Friday, December 12, 2014

Movie Quote of the Day (‘The Godfather: Part II,’ With the Kiss of Death)



Michael Corleone (played by Al Pacino): “I know it was you, Fredo. You broke my heart. You broke my heart!”— The Godfather: Part II (1974), screenplay by Francis Ford Coppola and Mario Puzo, based on characters created for Puzo’s novel The Godfather, directed by Francis Ford Coppola

The Godfather: Part II, which premiered 40 years ago today in New York, didn’t have the propulsive drive and shock of its predecessor, but it surpassed it in demands on the audience, ambition, and assessment of the soul-deadening costs of a life of crime. In the process, it became the first sequel to win the Best Picture Oscar.

One of the most common criticisms of the first Godfather film was that it romanticized mobsters as family men. Part II, in many respects, seemed to be a direct answer to that complaint, as Michael—whose progress from idealistic war veteran to head of a crime family was detailed in Part I—now finds himself progressively isolated from all members of his clan.

Michael adheres all too well to the advice of his father: “Keep your friends close, but your enemies closer.” To expand the “family business,” from Las Vegas to pre-revolutionary Havana, he embodies the cold, coiled lethality of a snake.

In fact, perhaps he displays more passion here, in his confrontation with weak, unwary sibling Fredo (played by John Cazale), than throughout the rest of the film. A slip of the tongue by Fredo confirms his younger brother’s suspicion that Fredo not only connived with Hyman Roth, but that he helped the older gangster set up a hit on Michael.

And so, in a scene more shocking and devastating than the violent scenes (16 deaths) throughout, Michael plants a “kiss of death” on Fredo at a New Year’s Eve celebration in Havana. The act functions as an inversion, turning an affirmation into a negation, a vow of good faith into a naked avowal of betrayal, and a year’s beginning into an unmistakable mark of a life’s ending.

It is hard not to see how bleak his entry in The Godfather Saga has become. The first film, opening the year of the Watergate break-in, was cynical about both government and law enforcement, yet continued to hold the banner of family aloft.
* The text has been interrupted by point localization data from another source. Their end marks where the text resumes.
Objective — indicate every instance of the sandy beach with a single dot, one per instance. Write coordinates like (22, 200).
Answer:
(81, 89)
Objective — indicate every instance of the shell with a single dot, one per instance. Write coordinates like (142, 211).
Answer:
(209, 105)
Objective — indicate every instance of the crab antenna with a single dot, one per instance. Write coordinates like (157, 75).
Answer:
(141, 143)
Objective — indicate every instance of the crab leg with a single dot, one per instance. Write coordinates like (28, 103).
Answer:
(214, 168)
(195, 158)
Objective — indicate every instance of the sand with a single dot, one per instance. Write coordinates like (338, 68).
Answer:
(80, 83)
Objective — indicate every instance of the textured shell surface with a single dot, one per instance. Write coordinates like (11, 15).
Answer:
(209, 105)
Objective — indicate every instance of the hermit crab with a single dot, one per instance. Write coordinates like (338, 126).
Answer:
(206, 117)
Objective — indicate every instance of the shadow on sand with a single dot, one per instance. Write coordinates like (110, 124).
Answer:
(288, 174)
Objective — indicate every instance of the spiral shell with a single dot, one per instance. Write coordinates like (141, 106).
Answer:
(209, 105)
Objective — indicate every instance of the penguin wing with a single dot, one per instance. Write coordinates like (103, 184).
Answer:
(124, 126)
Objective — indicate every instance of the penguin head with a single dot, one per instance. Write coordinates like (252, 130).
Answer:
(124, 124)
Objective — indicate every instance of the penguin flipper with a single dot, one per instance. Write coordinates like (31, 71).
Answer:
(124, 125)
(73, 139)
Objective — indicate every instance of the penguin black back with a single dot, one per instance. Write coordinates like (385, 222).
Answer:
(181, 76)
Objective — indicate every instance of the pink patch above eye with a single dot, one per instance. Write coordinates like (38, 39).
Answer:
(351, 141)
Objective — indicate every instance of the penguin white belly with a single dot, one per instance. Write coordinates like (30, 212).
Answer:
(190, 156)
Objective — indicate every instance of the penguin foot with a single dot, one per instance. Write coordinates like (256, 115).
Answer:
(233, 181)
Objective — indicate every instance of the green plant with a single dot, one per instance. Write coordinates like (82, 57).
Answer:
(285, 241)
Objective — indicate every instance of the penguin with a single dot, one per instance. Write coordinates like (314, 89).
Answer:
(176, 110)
No such solace is offered this time.

Cold, manipulative, deceptive Michael has so often broken his promise to go legitimate that wife Kay decides to punish him by aborting his son. That is not the only promise he will break to a family member, however: he also reneges on his agreement with his sister Connie that he forgive Fredo. That radical act of love could have broken the endless cycle of violence, perhaps, but it is impossible given the life Michael chose more than a decade ago.
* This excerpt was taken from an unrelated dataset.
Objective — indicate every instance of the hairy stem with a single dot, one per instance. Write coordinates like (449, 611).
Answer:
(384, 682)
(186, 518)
The last extended flashback in the film—Pearl Harbor Day, when a birthday party for Vito Corleone is being planned by Michael and three family members who will die from violence, future brother-in-law Carlo and brothers Sonny and Fredo—is followed with the muted, desolate scene of Michael, sitting alone and lost in the family garden at Lake Tahoe. He may have turned his family-owned business into an enterprise "bigger than U.S. Steel," but at what cost?